While these kinds of fiascos are unpreventable, Dr. Maurer remains positive that the development of fintech does inject new impetus into the market. For example, the emergence of crowdfunding platforms has enabled a lot of micro start-ups who were rejected by traditional financial institutions to acquire capital. Crowdfunding platforms are also very useful in pushing social agendas. For example, in October 2019, YouTuber MrBeast and Mark Rober had started an initiative called TeamTrees, which aimed to raise USD 20 million to plant 20 million trees. The project received overwhelmingly positive feedback on the internet and its advertisements were featured in over 8000 YouTube videos by December 2019. The movement had also drawn the attention from big investors such as Elon Musk, who donated USD 1 million (and changed his Twitter account name into Treelon afterward), and the CEO of Shopify Tobias Lütke, who donated USD 1 million and 1 dollar.

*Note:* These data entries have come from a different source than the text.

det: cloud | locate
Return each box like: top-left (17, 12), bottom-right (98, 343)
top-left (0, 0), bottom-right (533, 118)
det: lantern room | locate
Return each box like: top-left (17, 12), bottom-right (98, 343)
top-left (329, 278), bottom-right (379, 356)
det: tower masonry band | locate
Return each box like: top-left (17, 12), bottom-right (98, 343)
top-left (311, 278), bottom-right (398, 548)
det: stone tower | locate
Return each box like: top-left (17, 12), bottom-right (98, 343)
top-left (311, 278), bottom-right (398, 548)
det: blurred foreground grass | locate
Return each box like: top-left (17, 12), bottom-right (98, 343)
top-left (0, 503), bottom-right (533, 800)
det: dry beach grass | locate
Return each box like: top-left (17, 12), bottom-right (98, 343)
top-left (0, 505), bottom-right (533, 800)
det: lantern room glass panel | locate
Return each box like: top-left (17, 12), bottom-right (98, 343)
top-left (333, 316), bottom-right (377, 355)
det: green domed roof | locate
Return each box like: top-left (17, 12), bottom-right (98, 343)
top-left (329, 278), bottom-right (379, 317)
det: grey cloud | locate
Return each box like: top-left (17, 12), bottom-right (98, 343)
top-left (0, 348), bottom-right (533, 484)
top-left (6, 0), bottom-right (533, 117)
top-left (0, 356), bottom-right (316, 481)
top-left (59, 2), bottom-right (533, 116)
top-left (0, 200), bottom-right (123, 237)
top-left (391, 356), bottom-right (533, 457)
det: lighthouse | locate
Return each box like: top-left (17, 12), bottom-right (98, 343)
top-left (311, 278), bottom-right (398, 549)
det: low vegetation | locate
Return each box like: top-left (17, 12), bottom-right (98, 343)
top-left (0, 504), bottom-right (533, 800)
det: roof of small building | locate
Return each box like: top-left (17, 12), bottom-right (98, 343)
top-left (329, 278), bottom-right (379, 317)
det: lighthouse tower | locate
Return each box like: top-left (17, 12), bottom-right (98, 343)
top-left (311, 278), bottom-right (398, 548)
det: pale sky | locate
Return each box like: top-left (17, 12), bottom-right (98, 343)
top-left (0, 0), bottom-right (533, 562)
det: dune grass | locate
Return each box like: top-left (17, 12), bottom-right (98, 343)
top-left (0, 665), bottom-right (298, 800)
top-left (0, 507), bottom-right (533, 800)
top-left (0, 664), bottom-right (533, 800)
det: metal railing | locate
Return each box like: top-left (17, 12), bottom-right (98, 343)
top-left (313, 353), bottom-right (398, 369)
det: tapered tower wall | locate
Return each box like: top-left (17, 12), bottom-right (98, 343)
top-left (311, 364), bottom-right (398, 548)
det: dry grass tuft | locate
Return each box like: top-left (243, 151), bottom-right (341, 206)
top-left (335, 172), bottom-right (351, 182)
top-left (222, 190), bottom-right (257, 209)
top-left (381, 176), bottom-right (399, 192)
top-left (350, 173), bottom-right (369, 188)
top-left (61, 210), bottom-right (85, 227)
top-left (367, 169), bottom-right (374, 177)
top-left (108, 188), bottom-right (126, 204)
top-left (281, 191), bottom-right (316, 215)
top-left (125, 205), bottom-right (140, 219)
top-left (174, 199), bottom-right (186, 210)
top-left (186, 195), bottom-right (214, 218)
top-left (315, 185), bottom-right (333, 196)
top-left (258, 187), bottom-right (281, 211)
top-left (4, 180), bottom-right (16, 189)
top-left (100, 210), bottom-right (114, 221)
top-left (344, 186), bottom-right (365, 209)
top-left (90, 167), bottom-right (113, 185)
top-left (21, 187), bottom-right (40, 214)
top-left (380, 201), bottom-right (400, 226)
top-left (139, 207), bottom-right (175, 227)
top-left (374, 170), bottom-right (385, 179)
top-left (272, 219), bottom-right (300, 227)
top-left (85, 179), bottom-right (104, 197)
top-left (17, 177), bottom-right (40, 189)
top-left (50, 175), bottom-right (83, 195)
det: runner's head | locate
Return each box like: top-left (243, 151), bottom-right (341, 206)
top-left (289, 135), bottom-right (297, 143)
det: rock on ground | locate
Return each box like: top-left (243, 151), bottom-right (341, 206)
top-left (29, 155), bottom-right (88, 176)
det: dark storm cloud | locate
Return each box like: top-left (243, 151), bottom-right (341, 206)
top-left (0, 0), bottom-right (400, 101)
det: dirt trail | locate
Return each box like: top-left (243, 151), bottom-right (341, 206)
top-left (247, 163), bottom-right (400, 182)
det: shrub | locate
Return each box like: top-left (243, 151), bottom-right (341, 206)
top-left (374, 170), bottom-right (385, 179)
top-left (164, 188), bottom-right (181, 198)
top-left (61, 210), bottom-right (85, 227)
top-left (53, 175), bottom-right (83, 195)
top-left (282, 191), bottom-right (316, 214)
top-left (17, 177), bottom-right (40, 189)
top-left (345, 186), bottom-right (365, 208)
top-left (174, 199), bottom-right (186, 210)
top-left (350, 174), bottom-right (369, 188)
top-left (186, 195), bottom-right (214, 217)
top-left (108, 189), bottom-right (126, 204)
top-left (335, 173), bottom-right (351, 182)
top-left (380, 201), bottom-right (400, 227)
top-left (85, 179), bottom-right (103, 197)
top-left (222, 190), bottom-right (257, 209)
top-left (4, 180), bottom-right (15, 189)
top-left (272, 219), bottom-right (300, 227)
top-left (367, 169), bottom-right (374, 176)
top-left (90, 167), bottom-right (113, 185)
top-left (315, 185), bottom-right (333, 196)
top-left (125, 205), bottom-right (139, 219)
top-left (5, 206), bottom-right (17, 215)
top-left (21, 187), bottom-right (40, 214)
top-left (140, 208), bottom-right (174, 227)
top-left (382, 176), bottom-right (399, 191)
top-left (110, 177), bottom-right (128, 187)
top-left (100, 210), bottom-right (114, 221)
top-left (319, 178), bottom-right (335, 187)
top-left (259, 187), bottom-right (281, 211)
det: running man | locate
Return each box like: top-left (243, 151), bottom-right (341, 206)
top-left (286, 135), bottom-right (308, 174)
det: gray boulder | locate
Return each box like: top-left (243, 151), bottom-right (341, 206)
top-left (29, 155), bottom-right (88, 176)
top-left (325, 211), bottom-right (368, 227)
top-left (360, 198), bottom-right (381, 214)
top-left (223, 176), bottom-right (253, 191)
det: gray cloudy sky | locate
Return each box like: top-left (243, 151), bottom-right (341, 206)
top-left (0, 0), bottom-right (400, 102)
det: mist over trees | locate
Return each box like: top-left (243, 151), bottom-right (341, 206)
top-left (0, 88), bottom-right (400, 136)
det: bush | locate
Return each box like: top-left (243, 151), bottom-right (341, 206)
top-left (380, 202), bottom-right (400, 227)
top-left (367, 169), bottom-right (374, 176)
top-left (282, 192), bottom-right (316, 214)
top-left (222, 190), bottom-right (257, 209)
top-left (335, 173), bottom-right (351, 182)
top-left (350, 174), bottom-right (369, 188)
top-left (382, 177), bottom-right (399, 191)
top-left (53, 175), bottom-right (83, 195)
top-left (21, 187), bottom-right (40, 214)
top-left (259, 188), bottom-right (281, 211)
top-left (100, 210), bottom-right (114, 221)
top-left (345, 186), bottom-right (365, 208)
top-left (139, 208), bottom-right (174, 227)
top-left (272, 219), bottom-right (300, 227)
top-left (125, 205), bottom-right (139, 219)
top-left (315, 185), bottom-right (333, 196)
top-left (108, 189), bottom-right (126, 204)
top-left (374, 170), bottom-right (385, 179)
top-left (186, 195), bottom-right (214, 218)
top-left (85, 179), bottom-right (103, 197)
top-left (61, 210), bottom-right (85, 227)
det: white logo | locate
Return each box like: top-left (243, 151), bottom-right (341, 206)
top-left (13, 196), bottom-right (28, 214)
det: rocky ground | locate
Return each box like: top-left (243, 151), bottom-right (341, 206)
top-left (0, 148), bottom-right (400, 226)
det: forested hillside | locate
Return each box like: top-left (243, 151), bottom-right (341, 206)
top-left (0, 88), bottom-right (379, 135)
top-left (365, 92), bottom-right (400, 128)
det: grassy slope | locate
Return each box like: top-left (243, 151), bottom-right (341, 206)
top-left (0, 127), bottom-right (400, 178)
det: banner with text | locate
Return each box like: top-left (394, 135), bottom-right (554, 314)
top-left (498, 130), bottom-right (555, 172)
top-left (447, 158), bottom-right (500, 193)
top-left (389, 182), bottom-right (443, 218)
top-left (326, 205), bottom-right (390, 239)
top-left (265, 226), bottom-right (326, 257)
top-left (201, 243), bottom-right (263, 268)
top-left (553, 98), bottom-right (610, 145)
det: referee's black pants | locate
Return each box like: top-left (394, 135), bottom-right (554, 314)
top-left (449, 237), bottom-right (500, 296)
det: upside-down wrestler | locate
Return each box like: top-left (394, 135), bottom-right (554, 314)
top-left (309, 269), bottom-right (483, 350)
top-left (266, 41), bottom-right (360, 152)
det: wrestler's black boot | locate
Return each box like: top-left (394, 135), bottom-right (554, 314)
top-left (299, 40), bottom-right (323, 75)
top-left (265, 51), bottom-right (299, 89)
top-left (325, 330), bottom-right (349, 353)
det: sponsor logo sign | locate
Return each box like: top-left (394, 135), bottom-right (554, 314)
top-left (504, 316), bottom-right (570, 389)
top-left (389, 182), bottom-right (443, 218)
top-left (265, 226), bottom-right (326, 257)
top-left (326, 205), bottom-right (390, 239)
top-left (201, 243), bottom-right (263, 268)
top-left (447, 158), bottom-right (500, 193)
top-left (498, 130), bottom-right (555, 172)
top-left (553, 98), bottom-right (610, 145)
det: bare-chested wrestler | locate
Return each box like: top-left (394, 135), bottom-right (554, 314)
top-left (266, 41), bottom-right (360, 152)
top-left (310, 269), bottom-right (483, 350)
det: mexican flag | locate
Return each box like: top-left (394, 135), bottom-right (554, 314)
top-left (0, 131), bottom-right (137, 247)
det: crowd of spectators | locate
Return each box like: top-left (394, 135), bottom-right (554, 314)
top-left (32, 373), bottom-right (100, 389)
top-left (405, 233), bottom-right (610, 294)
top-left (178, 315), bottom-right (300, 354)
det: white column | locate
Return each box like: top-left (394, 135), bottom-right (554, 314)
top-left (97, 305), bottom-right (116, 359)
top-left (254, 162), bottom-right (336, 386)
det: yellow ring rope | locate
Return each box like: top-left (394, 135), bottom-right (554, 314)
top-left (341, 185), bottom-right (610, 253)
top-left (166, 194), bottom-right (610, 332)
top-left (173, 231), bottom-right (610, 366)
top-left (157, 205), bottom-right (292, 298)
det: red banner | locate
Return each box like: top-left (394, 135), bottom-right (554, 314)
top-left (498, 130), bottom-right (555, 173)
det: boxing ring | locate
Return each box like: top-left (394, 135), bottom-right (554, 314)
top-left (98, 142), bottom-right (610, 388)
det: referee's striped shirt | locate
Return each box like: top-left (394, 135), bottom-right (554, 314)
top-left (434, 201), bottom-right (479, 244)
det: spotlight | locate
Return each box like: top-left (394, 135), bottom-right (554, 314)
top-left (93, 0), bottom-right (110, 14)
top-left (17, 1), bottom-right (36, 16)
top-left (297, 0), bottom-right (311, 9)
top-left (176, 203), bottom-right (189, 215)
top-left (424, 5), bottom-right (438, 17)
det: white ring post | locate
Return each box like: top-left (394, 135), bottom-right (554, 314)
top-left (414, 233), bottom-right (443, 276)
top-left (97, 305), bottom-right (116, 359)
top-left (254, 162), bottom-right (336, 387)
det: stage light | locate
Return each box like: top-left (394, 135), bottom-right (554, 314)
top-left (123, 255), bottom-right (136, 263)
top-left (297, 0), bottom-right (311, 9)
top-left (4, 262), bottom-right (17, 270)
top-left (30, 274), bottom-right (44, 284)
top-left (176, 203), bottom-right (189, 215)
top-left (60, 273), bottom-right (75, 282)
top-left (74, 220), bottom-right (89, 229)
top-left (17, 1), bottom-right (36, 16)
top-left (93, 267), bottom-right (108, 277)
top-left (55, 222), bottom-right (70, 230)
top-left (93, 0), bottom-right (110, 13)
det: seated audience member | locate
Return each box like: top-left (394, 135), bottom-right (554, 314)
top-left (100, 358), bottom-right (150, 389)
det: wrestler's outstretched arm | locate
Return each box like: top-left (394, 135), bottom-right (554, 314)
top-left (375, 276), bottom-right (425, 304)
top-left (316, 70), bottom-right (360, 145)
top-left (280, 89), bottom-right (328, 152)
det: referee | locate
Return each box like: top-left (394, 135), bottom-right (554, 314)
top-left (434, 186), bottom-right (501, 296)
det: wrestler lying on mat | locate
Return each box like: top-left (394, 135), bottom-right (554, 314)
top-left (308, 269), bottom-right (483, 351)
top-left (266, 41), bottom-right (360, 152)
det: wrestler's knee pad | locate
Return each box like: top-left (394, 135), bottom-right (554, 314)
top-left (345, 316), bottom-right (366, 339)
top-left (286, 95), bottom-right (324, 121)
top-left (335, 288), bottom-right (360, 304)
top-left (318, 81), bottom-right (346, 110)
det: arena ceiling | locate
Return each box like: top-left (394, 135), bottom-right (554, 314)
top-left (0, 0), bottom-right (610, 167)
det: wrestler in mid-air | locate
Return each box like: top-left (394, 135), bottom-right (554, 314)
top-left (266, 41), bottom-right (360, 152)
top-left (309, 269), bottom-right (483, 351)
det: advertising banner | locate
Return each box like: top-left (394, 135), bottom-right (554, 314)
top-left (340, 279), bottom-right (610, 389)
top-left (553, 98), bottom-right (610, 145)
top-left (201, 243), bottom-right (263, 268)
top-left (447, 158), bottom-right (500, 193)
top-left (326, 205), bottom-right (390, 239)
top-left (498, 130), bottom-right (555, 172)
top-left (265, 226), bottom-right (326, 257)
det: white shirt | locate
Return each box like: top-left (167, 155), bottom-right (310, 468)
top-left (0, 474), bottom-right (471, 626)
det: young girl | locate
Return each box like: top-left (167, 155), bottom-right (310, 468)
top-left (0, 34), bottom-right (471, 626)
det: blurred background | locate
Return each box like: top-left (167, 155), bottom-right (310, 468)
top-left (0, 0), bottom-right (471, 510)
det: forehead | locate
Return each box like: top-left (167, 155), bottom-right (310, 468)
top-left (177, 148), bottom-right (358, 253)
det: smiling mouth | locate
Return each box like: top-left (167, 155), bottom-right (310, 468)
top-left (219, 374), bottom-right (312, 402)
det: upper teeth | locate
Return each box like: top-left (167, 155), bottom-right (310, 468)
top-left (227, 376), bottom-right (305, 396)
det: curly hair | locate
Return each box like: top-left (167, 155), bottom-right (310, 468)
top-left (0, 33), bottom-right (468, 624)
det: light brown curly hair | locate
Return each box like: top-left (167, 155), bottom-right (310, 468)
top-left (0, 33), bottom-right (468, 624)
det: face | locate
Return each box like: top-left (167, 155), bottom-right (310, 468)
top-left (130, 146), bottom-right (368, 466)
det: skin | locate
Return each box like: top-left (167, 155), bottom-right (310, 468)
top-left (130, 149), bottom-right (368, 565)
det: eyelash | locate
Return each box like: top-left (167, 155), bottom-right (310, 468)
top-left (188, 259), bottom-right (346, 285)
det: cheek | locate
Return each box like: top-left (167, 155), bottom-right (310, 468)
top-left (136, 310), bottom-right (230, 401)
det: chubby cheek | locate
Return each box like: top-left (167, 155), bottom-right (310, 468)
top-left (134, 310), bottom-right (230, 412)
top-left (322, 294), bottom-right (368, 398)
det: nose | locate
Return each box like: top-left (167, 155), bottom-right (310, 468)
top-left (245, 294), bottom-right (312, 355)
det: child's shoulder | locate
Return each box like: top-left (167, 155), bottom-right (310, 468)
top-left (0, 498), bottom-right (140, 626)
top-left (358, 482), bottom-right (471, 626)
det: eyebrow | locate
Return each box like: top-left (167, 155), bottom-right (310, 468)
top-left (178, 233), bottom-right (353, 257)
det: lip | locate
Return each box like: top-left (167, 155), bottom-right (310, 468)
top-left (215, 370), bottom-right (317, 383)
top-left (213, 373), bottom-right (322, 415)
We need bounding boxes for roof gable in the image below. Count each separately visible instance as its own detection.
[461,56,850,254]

The project had met its goal in December 2019.
Machine Learning, on the other hand, is also a game-changer in the financial sector. Compare with traditional formulas and programmers, an AI could process large amounts of unprocessed data to calculate and predict different growth patterns. While the data produced by AI are highly accurate, Dr. Maurer also thinks that its major problem lies in its opaque operation pattern. AI operates in a black box. It presents the results to users without conveying how the result is produced. While financial institutions may not be keen on truth-seeking, it more or less implies that AI will not be beneficial to fields other than finance, such as in the fields of policymaking. When fathoming policies or predicting the impact of a certain policy, policymakers would have a strong incentive to understand what role do different factor play and how to do different factors impact one another. This matters to policymakers as the government serves as a platform to bridge and balance the interests of different stakeholders. Simply focusing on the end results without analyzing the impacts could yield catastrophic results.
Way forward
Joining HKU, Dr. Maurer hopes that he can create a positive impact on students’ personal development. Teaching in HKU for one semester, Dr. Maurer observes that students are relatively shy compare with the West. Dr. Maurer understands it is difficult to speak publicly as he himself takes years of practice to overcome this challenge. While he is keen to hang out with students, Dr. Maurer believes that the class size in Hong Kong might be too overwhelming to pull it off.
Inspired by the dean’s ambition to make the business school one of the best in the world, Dr. Maurer is aspired to form an international foreign exchange rates, expert group, by leveraging the reputation and connection of HKU.